Why do you need to manually set the number of threads and partition the array for concurrent execution? Rayon chooses by default the number of threads by looking at the available cores and automatically splits up the work between threads evenly. All you have to do is use .into_par_iter().for_each(…) or .par_bridge().for_each(…) depending on what you iterate over.

1 Like

The algorithm in question is a two-pass shuffle for large datasets, as described here. The basic process is:

  • Randomly move array elements into N piles or sections (which aren't likely to be the same size);
  • Perform a Fisher-Yates shuffle on each section. My algorithm carries out this step.

So each thread needs to work on specific sections rather than split the job up evenly.

It sounds like you aren't actually looking for a way to set the number of iterations per thread, more a way of splitting your work into different size chunks so each chunk can be processed in parallel.

This sounds quite similar to the quicksort example in the docs for rayon::join(). Could you adapt that to suit your application?
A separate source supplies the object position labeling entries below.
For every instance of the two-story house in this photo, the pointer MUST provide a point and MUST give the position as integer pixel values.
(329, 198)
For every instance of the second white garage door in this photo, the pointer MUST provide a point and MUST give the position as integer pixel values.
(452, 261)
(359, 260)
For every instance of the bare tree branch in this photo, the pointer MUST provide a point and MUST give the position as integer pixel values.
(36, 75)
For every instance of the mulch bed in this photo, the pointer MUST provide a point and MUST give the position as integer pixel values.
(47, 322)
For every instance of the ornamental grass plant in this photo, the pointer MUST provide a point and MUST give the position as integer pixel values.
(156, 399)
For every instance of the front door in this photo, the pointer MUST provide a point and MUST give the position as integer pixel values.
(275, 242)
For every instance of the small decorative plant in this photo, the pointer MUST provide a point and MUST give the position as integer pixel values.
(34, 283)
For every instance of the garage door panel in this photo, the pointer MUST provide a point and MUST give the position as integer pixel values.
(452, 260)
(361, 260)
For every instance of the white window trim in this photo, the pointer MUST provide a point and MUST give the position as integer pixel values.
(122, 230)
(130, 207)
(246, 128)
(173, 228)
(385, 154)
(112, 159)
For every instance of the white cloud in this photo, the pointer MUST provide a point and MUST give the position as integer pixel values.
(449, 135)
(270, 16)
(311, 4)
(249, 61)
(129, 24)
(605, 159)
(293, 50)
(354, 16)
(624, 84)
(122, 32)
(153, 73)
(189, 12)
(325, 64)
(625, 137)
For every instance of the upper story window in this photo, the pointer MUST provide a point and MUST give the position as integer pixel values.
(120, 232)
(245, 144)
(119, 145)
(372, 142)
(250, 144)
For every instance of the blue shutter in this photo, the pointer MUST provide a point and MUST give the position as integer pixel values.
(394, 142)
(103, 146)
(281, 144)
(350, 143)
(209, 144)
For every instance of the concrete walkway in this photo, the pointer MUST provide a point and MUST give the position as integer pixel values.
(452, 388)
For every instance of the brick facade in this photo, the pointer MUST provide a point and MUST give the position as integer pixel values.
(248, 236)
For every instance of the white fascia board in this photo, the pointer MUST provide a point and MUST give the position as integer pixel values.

let mut v = vec![5, 1, 8, 22, 0, 44];
quick_sort(&mut v);
assert_eq!(v, vec![0, 1, 5, 8, 22, 44]);

fn quick_sort<T:PartialOrd+Send>(v: &mut [T]) {
   if v.len() > 1 {
       let mid = partition(v);
       let (lo, hi) = v.split_at_mut(mid);
       rayon::join(|| quick_sort(lo),
                   || quick_sort(hi));
   }
}

// Partition rearranges all items `<=` to the pivot
// item (arbitrary selected to be the last item in the slice)
// to the first half of the slice. It then returns the
// "dividing point" where the pivot is placed.
fn partition<T:PartialOrd+Send>(v: &mut [T]) -> usize {
    let pivot = v.len() - 1;
    let mut i = 0;
    for j in 0..pivot {
        if v[j] <= v[pivot] {
            v.swap(i, j);
            i += 1;
        }
    }
    v.swap(i, pivot);
    i
}

Thinking about your suggestions, I tried a different approach. Instead of using the section array on its own, I made an array of ranges from it and iterated from that.

// sections is an array of indexes marking out the sections of the main array to shuffle

let mut ranges: Vec<Range<usize>> = vec![0..0];
for i in 0..SECTIONS {
    ranges.push(sections[i]..sections[i + 1]);
    }
ranges.remove(0);
// Yes, I know this is a clumsy way to set it up; I'm still learning

for i in ranges.iter() {
    let min = i.start as isize;
    let max = i.end as isize;

    for j in min..max {
        // shuffle that section of main array
    }
}

This produces the same result as my earlier method.

However, if I use Rayon and replace ranges.iter() with ranges.par_iter(), I get the error message:

error[E0277]: `rayon::slice::Iter<'_, std::ops::Range<usize>>` is not an iterator
  --> src/modulo_range.rs:17:18
   |
17 |         for i in ranges.par_iter() {
   |                  ^^^^^^^^^^^^^^^^^ `rayon::slice::Iter<'_, std::ops::Range<usize>>` is not an iterator
   |
   = help: the trait `std::iter::Iterator` is not implemented for `rayon::slice::Iter<'_, std::ops::Range<usize>>`
   = note: required by `std::iter::IntoIterator::into_iter`

So I'm still missing something. I'll experiment with your join idea, Michael, and see what I come up with.

You can't use parallel iterators in for loops. Use for_each

Thanks for that, Alice. I changed the code that way, but am now getting errors either about mutable borrowing or sharing between threads. I think I'll have to study the basics of Rust concurrency first to understand this more fundamentally.